1970年代初頭、デルタ・ブルースへの関心が再燃していた。本作の監督である音楽ドキュメンタリー作家ロバート・マンスーリスは、本物のアメリカン・ブルースの名残をフィルムに収めようとミシシッピ・デルタを旅し、B.B.キングをはじめとする伝説的なミュージシャンたちの率直なインタビューや親密な演奏を撮影。彼の目的は、音楽を記録するだけでなく、ブルースをこれほどまでに表現豊かで心揺さぶる音楽形式にしている、文化的・政治的要因を探ることだった。
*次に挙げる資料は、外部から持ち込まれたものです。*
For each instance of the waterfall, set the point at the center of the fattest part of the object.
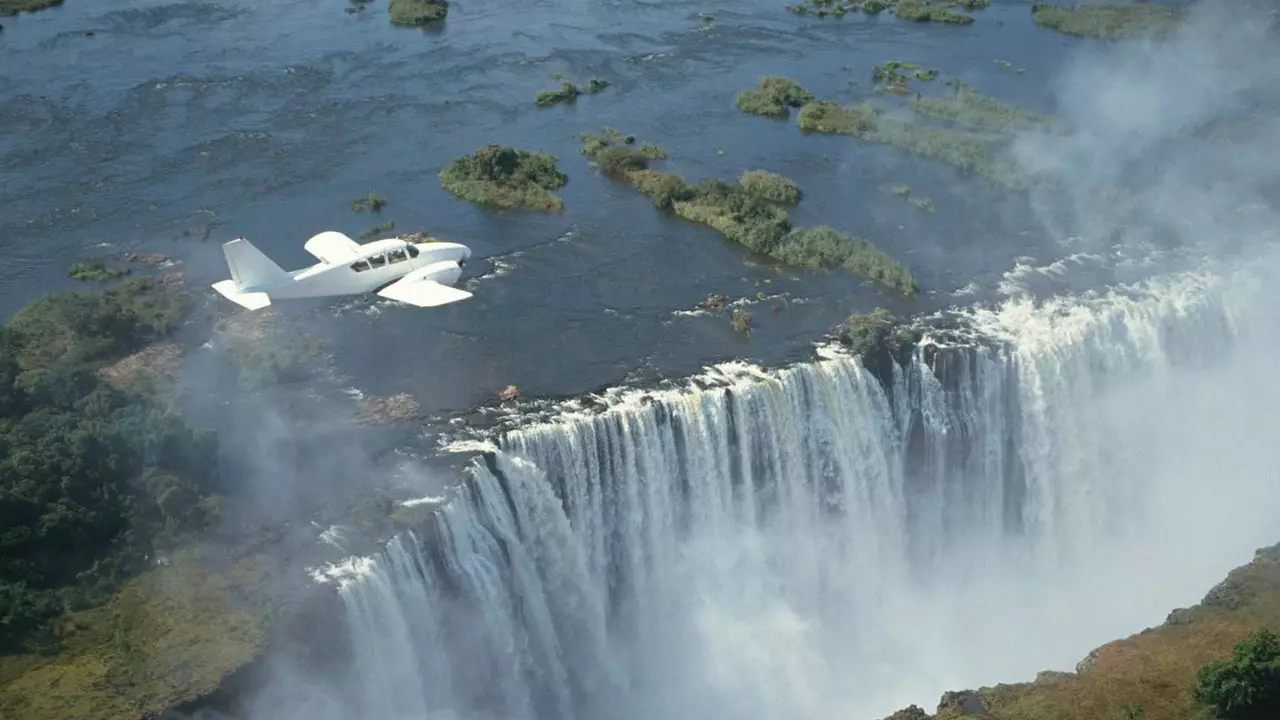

並行して、ハーレムに住む若いカップル(ローランド・サンチェスとオニケ・リー)の波乱含みの関係をドラマチックに描き(カップルは貧困や偏見との闘いをナビゲートしている)、ドキュメンタリーとフィクションの境界線をあえて曖昧にして、見るものをブルースの核心へと誘うことに成功した。
1970年代初頭に撮影された本作では、生前のアメリカの人間国宝B.B.キングをはじめ、バディ・ガイ、ジュニア・ウェルズ、ルーズベルト・サイクス、ロバート・ピート・ウィリアムズ、ブッカ・ホワイト、ソニー・テリー、マンス・リプスカム、ジミー・ストリーターらが活き活きとした演奏しており、アーカイブとしても重要な作品となっている。
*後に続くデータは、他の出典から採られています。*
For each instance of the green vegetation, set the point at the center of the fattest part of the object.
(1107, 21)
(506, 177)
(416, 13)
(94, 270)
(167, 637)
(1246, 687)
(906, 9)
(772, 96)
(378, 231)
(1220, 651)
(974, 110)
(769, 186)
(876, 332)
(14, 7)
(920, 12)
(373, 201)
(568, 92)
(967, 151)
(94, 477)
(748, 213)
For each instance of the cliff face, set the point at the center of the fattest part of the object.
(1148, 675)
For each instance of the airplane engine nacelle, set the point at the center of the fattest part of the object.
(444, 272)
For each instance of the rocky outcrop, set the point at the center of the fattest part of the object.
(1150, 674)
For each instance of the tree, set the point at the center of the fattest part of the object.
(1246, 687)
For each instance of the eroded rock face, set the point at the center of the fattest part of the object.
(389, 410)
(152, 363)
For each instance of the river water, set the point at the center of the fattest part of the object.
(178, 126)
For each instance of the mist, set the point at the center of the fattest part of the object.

<あらすじ>ニューヨークのハーレムに住む若いカップルの愛と苦闘の物語。フレディ(ローランド・サンチェス)は子供のころ生活のためノースカロライナ州から母親に連れられてニューヨークに出てきた。だが武装強盗の罪で5年間服役、出所後ハティ(オニケ・リー)と結婚し二人で母親の家に居候している。フレディは刑務所の病院で働いた経験を生かして看護助手をやろうと職探しをする毎日だがうまくいかない。街をうろつきハティに金を無心してはビリヤード場に出入りし鬱とした日々をやり過ごしている。そんなフレディに嫌気がしたハティは、仕事帰りに立ち寄るなじみのバーでブルースを歌う男と駆け落ちを図るが…。
12月28日から、新宿K’s cinema、UPLINK吉祥寺ほか全国順次公開。